La petite fille regarde la femme, qui est donc sa tante, la belle-fille d’Augustine, et qu’elle rencontre pour la première fois. Elle voit un visage sans couleur, aux cheveux blonds filasse peu fournis, deux yeux transparents couleur de menthe glacée, un sourire qui relève le coin de la lèvre supérieure découvrant une incisive inquiétante… Zélie ferme les yeux ; elle a décidé de ne pas parler, tout comme elle a décidé qu’elle n’aimait pas cette tante là qui répond pourtant au doux prénom d’Aimée, et dont elle apprend qu’elle est institutrice et plus : directrice d’école !

La petite communauté semble s’installer dans ce nouveau campement avec une certaine sérénité celle que leur procure la sécurité d’avoir enfin un toit et d’être à l’abri , quand soudain quelqu’un entre en trombe en criant : »Les Boches sont entrés dans Paris, ils sont dans Paris… » Le moment de stupeur passé les grandes personnes se sont mises à pleurer, à gémir : « C’et pas possible, tout est perdu, Mon Dieu…pauvre France, qu’est ce que l’on va devenir… » Certaines se sont mises à genoux pour prier. Derniers refuge et espérance pour ces femmes dont les maris, les fils sont au front ou peut être déjà prisonniers ?

Zélie regarde sa mère, Gilberte, la seule qui reste impassible, comme anesthésiée. Elle tient la main du grand frère, détachée du réel, toute à son bonheur, repliée sur son monde secret.

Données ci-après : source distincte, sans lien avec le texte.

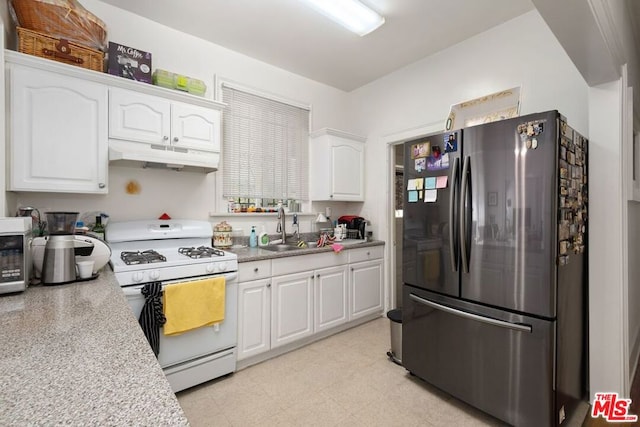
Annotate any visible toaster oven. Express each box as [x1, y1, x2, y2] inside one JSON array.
[[0, 217, 31, 294]]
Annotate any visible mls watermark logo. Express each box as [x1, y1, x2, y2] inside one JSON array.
[[591, 393, 638, 423]]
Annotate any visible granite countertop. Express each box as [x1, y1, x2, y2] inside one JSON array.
[[227, 240, 384, 263], [0, 266, 189, 426]]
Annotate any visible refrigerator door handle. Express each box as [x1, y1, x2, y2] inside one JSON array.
[[409, 294, 532, 333], [458, 156, 471, 273], [449, 157, 460, 271]]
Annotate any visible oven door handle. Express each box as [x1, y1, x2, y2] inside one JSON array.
[[122, 272, 238, 296]]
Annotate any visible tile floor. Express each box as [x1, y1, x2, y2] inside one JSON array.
[[177, 318, 582, 427]]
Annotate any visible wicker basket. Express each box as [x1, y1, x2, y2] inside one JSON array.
[[16, 27, 104, 72], [10, 0, 107, 50]]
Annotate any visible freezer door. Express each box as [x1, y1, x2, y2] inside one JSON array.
[[402, 131, 462, 296], [402, 285, 556, 427], [460, 111, 558, 318]]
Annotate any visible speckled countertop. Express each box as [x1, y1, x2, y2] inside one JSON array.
[[229, 240, 384, 263], [0, 266, 189, 426]]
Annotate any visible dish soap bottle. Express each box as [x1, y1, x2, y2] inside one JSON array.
[[91, 215, 104, 240], [249, 225, 258, 248], [258, 225, 269, 246]]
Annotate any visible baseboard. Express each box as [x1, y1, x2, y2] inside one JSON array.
[[629, 328, 640, 387]]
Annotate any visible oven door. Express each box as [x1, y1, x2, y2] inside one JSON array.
[[122, 272, 238, 368]]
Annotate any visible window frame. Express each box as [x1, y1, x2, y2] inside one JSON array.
[[214, 77, 312, 212]]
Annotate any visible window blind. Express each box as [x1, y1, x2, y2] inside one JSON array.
[[222, 85, 309, 200]]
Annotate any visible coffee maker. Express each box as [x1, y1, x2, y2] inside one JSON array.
[[42, 212, 85, 285]]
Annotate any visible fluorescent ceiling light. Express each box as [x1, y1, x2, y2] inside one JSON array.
[[304, 0, 384, 36]]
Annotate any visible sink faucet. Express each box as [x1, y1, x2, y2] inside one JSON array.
[[293, 214, 300, 242], [276, 206, 287, 243]]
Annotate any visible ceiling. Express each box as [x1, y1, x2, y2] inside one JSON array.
[[102, 0, 534, 91]]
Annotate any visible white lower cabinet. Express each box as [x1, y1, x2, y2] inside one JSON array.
[[237, 246, 384, 363], [237, 278, 271, 360], [271, 272, 313, 348], [314, 265, 349, 332], [349, 260, 383, 320]]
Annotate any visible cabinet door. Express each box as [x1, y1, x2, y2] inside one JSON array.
[[109, 88, 171, 145], [9, 65, 108, 193], [171, 103, 220, 153], [238, 279, 271, 360], [314, 265, 349, 332], [271, 272, 313, 348], [349, 260, 383, 320], [330, 139, 364, 201]]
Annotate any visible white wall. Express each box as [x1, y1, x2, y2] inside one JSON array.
[[350, 11, 588, 258], [589, 81, 629, 397], [9, 0, 349, 220], [627, 202, 640, 378]]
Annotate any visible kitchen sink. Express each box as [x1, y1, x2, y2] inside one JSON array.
[[261, 243, 302, 252]]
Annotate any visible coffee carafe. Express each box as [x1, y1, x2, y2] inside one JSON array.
[[42, 212, 78, 285]]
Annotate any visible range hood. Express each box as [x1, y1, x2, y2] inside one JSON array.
[[109, 139, 220, 173]]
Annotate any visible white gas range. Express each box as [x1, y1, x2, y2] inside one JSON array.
[[106, 220, 238, 391]]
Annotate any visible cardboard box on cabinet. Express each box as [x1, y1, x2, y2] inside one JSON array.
[[108, 42, 151, 83]]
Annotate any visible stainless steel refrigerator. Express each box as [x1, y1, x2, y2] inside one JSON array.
[[402, 111, 588, 427]]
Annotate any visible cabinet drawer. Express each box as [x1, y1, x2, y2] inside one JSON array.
[[272, 251, 348, 276], [238, 259, 271, 283], [347, 246, 384, 264]]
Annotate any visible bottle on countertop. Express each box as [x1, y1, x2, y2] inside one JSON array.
[[258, 225, 269, 246], [249, 225, 258, 248], [91, 215, 104, 240]]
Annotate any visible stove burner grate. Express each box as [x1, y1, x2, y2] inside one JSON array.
[[120, 249, 167, 265], [178, 246, 224, 258]]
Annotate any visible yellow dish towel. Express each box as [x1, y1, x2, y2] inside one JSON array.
[[162, 277, 225, 335]]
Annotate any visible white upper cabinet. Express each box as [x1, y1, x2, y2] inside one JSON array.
[[109, 88, 171, 144], [109, 88, 221, 152], [6, 64, 108, 193], [309, 129, 366, 202]]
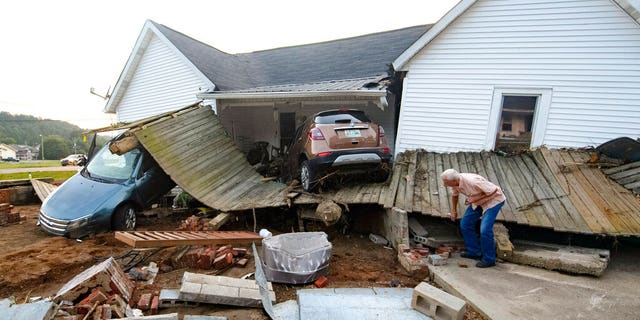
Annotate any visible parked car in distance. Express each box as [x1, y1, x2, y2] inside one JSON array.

Il paraît que cette nuit là, Zélie a geint pendant des heures tout en dormant. Au matin, Tante Aimée, la cheftaine, est venue dire à Augustine que sa petite fille avait empêché tout le monde de dormir, donc, il serait préférable d’installer son matelas dans le couloir, comme cela elle ne dérangerait personne. Ce qui fut !

La seconde nuit Augustine s’est installée avec Zélie et le troisième jour la Croixrouge est venue faire le recensement des personnes présentes expliquant que les Allemands avaient repris l’Alsace et la Moselle en tant que provinces allemandes, interdites à quiconque, réfugié, qui refuserait de se considérer dorénavant comme citoyen Allemand ; interdites aussi à toutes les familles dont le chef est militaire de carrière. C’est ainsi que le jour suivant Augustine, Gilberte, le grand frère et Zélie, sans oublier la fameuse valise, ont repris la route pour une destination inconnue… (à suivre…)

(1)Dans le plan initial d’évacuation des populations du Nord.Est, élaboré en 1938, il avait été prévu que les habitants de la région de Sedan seraient évacués vers les départements de la Vendée et des Deux-Sèvres, ce qui explique qu’en ce mois de juin 1940, les réfugiés de Charleville aient été regroupés et se soient retrouvés à Niort.